Er bleibt besorgt um seine Sicherheit.

„Ich bin lieber an öffentlichen Orten und habe immer noch Angst, alleine an bestimmte Orte zu gehen“, sagte Dakhil.

Mehrere saudische Dissidenten und Aktivisten, die im Ausland leben, sagten gegenüber AFP, sie weigern sich, durch arabische Länder zu reisen, um einer Auslieferung zu entgehen, wie es bei Rabie der Fall war.

„Niemand wagt es, durch die Region zu gehen“, sagte Adel al-Saeed, Vizepräsident der Europäisch-Saudischen Organisation für Menschenrechte.

Aus diesem Grund lehnen saudische Aktivisten Einladungen zu Menschenrechtskonferenzen in Ländern wie dem Libanon und Tunesien immer wieder ab, fügte er hinzu.

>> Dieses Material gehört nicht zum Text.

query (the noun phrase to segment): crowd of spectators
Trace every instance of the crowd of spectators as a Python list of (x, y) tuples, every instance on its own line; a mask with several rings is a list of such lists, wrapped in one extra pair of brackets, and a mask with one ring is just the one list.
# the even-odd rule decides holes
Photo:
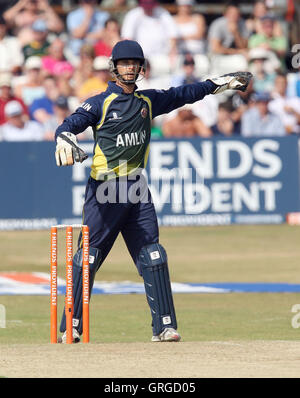
[[(157, 0), (79, 0), (66, 15), (48, 0), (17, 1), (0, 15), (0, 140), (53, 140), (66, 116), (105, 91), (109, 56), (122, 39), (144, 49), (148, 69), (139, 89), (236, 70), (254, 75), (244, 93), (209, 95), (157, 118), (153, 136), (300, 134), (300, 64), (289, 58), (292, 22), (270, 3), (255, 1), (251, 15), (242, 15), (238, 2), (230, 2), (208, 23), (194, 0), (176, 0), (173, 13)], [(92, 132), (79, 138), (92, 139)]]

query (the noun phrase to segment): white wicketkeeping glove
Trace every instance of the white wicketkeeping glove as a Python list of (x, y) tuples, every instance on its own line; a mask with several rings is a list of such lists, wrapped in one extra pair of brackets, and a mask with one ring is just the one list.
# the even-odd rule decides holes
[(75, 134), (65, 132), (56, 139), (55, 159), (57, 166), (72, 166), (75, 162), (82, 163), (87, 154), (77, 145)]
[(246, 91), (252, 77), (250, 72), (234, 72), (208, 80), (218, 86), (212, 94), (219, 94), (225, 90)]

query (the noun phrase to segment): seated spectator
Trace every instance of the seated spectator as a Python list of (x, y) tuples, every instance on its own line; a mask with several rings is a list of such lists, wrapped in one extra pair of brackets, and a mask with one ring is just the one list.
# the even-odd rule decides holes
[(48, 53), (48, 47), (50, 46), (47, 40), (48, 28), (42, 19), (37, 19), (32, 24), (32, 33), (33, 40), (22, 49), (25, 60), (32, 56), (42, 57), (46, 55)]
[(73, 74), (73, 66), (64, 55), (65, 43), (58, 37), (48, 47), (47, 55), (42, 57), (42, 69), (46, 74), (59, 76), (63, 73)]
[(104, 24), (102, 39), (95, 44), (95, 55), (111, 56), (113, 46), (121, 40), (120, 25), (115, 18), (109, 18)]
[(253, 74), (253, 88), (255, 92), (271, 92), (274, 88), (276, 73), (269, 72), (269, 51), (253, 48), (249, 52), (249, 71)]
[(211, 127), (212, 134), (219, 137), (231, 137), (239, 134), (236, 123), (231, 117), (231, 107), (228, 104), (220, 104), (217, 123)]
[(153, 55), (176, 53), (177, 28), (170, 13), (156, 0), (139, 0), (124, 18), (121, 36), (136, 40), (151, 61)]
[(178, 29), (177, 49), (180, 54), (206, 52), (206, 21), (193, 12), (194, 0), (177, 0), (174, 21)]
[(288, 75), (288, 97), (300, 97), (300, 66), (298, 72)]
[(199, 78), (195, 76), (195, 60), (191, 54), (186, 54), (183, 58), (182, 74), (173, 77), (171, 86), (177, 87), (197, 82), (199, 82)]
[(261, 18), (262, 33), (252, 35), (249, 39), (249, 48), (263, 48), (272, 51), (285, 67), (284, 58), (288, 49), (286, 37), (275, 34), (275, 19), (271, 15)]
[(94, 47), (90, 44), (84, 44), (80, 49), (79, 62), (73, 74), (75, 88), (78, 89), (78, 87), (92, 76), (94, 59)]
[(79, 7), (67, 15), (67, 30), (71, 37), (69, 47), (76, 56), (83, 44), (94, 45), (102, 38), (109, 14), (96, 7), (96, 0), (79, 0)]
[(269, 93), (253, 96), (254, 107), (242, 116), (241, 135), (243, 137), (284, 136), (285, 128), (276, 113), (269, 110)]
[(25, 75), (22, 82), (14, 87), (15, 95), (22, 98), (27, 106), (45, 95), (41, 73), (42, 61), (40, 57), (29, 57), (24, 65)]
[[(160, 75), (157, 77), (152, 76), (152, 67), (149, 60), (146, 60), (147, 68), (143, 78), (137, 81), (139, 90), (157, 89), (167, 90), (170, 88), (170, 77), (169, 75)], [(159, 118), (159, 116), (158, 116)], [(154, 122), (158, 119), (155, 118)]]
[(14, 96), (11, 89), (11, 76), (8, 74), (0, 75), (0, 125), (4, 124), (7, 120), (5, 118), (4, 108), (5, 105), (10, 101), (17, 101), (23, 108), (24, 115), (28, 115), (27, 106), (21, 100)]
[(87, 98), (100, 94), (107, 89), (107, 83), (111, 78), (108, 66), (108, 57), (96, 57), (93, 62), (92, 75), (78, 88), (77, 96), (80, 102)]
[(164, 137), (210, 137), (211, 130), (193, 112), (191, 105), (185, 105), (169, 113), (163, 124)]
[(280, 118), (287, 134), (300, 133), (300, 98), (287, 96), (287, 77), (278, 74), (269, 109)]
[[(246, 19), (246, 26), (250, 36), (253, 34), (263, 34), (261, 18), (268, 14), (268, 8), (264, 0), (256, 0), (253, 6), (252, 15)], [(279, 21), (275, 21), (274, 32), (276, 36), (282, 36), (282, 27)]]
[(10, 101), (4, 108), (7, 122), (0, 127), (0, 139), (3, 141), (41, 141), (44, 139), (43, 127), (24, 118), (22, 105)]
[(214, 20), (208, 30), (210, 51), (217, 55), (246, 55), (248, 37), (245, 21), (234, 3), (226, 5), (224, 16)]
[(37, 122), (44, 124), (53, 115), (53, 106), (59, 92), (53, 76), (47, 76), (43, 81), (45, 95), (37, 98), (29, 107), (30, 117)]
[(44, 139), (53, 141), (57, 127), (70, 115), (68, 98), (60, 95), (53, 103), (53, 114), (43, 123), (45, 130)]
[(19, 40), (7, 34), (7, 26), (0, 15), (0, 73), (14, 73), (23, 64), (24, 58)]
[(48, 0), (19, 0), (3, 16), (23, 46), (33, 40), (31, 26), (37, 19), (42, 19), (51, 32), (60, 33), (64, 29), (63, 21)]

Lina al-Hathloul, Loujains Schwester und Leiterin der Überwachung der in London ansässigen Menschenrechtsgruppe ALQST, sagte gegenüber AFP, dass Asyl oder die doppelte Staatsbürgerschaft eine „Schutzebene“ für Dissidenten bieten könne, dass es aber Grenzen gebe.

„Unter Berücksichtigung des Einflusses Saudi-Arabiens auf einige Länder“, sagte sie, „ist dies kein garantierter Schutz“.